The Black River originates at North Lake in the foothills of the Adirondacks, in Herkimer County, about 25 miles (40 km) east of Boonville. The river flows west into Oneida County then north, past Forestport and Boonville into Lewis County. At Lyons Falls, it is joined by the Moose River from the east just above the eponymous waterfall, where the river drops 70 feet (21 m) over a gneiss cliff.
Near Glenfield the Black River receives the smaller tributaries of Otter Creek and the Independence River, also from the east. Further north, it passes Lowville, then receives the Beaver River from the east, then the Deer River, its only major western tributary. Starting above Carthage the river briefly divides Lewis and Jefferson Counties before crossing entirely into Jefferson County, where it turns sharply west toward Lake Ontario, flowing past Great Bend, Black River and Watertown. Below Watertown it enters a canyon, well known for its challenging rapids.
The river ends at Lake Ontario in the village of Dexter, about 10 miles (16 km) west of Watertown, where it empties into the Black River Bay and Marsh, which are parts of the Golden Crescent. For the last few miles it forms the boundary between the Towns of Brownville and Hounsfield.
There are at least 17 dams on the Black River, with eight in the upper part above Lyons Falls, and nine below Watertown. The upper and lower reaches of the river have a steep gradient and were originally developed to provide mechanical power for mills, such as the old Georgia-Pacific paper mill (which now sits abandoned and falling into disrepair) in Lyons Falls, and later hydroelectricity. In contrast the middle 40 miles (64 km) of the river have practically no gradient and are not suitable to the development of head for industrial or hydropower projects.
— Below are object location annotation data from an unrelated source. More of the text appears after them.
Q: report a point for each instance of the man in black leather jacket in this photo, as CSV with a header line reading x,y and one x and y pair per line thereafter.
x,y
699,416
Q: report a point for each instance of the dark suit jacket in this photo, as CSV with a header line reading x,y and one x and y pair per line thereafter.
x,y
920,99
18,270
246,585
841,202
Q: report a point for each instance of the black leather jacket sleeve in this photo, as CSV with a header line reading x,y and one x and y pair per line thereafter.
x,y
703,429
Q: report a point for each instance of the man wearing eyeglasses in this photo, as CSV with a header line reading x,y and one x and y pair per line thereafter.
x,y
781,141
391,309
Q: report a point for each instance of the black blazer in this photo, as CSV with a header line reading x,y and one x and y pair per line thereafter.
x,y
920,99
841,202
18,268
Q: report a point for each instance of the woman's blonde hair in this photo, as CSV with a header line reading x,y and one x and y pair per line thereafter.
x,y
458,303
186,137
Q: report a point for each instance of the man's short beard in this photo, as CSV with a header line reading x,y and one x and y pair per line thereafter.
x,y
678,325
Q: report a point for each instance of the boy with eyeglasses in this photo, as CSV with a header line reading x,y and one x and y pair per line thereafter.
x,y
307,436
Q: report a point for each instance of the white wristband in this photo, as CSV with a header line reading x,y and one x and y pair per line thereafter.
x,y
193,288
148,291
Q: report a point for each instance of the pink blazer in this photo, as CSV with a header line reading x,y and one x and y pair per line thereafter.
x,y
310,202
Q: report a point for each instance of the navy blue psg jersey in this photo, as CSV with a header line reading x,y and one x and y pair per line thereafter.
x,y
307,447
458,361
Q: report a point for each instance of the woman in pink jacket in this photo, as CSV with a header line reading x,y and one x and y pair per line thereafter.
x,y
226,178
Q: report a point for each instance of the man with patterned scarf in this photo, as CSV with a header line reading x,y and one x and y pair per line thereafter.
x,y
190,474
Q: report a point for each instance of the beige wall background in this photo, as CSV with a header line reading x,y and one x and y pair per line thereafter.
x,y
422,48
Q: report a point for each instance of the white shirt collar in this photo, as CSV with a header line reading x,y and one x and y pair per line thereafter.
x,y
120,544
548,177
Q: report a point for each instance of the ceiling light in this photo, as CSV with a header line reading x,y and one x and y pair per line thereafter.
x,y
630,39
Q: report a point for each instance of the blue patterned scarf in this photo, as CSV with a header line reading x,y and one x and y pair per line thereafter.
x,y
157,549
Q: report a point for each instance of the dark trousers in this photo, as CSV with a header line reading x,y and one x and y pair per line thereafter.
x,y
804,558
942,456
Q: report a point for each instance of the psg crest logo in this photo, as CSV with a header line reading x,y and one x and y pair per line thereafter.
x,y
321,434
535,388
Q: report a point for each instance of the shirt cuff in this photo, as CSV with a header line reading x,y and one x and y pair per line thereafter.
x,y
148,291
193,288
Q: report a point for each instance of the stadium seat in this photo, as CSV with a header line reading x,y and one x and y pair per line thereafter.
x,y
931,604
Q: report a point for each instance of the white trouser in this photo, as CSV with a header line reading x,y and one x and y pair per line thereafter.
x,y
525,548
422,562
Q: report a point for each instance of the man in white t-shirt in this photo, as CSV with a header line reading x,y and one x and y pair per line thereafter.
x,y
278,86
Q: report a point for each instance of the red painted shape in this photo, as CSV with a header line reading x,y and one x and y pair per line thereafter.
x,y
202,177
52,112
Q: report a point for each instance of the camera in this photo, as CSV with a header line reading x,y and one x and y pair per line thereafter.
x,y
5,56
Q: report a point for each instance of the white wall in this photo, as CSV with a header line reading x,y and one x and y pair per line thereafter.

The three uppermost dams, forming North Lake, Kayuta Lake and the smaller Forestport Reservoir are the only structures forming significant impoundments. The other dams are run-of-the-river, with no appreciable storage capacity, so power generation is entirely dependent on the natural flow of the river combined with releases from upstream reservoirs, which is relatively consistent except for drought years.
Whitewater rafting and kayaking are popular on some stretches of the river, notably the Black River Canyon, which begins in Watertown and ends in Brownville. The Black River Canyon is one of few whitewater streams which have reliable flows throughout the summer. The "Canyon" itself is not actually present until you reach Brownville and ends in the Dexter Reservoir.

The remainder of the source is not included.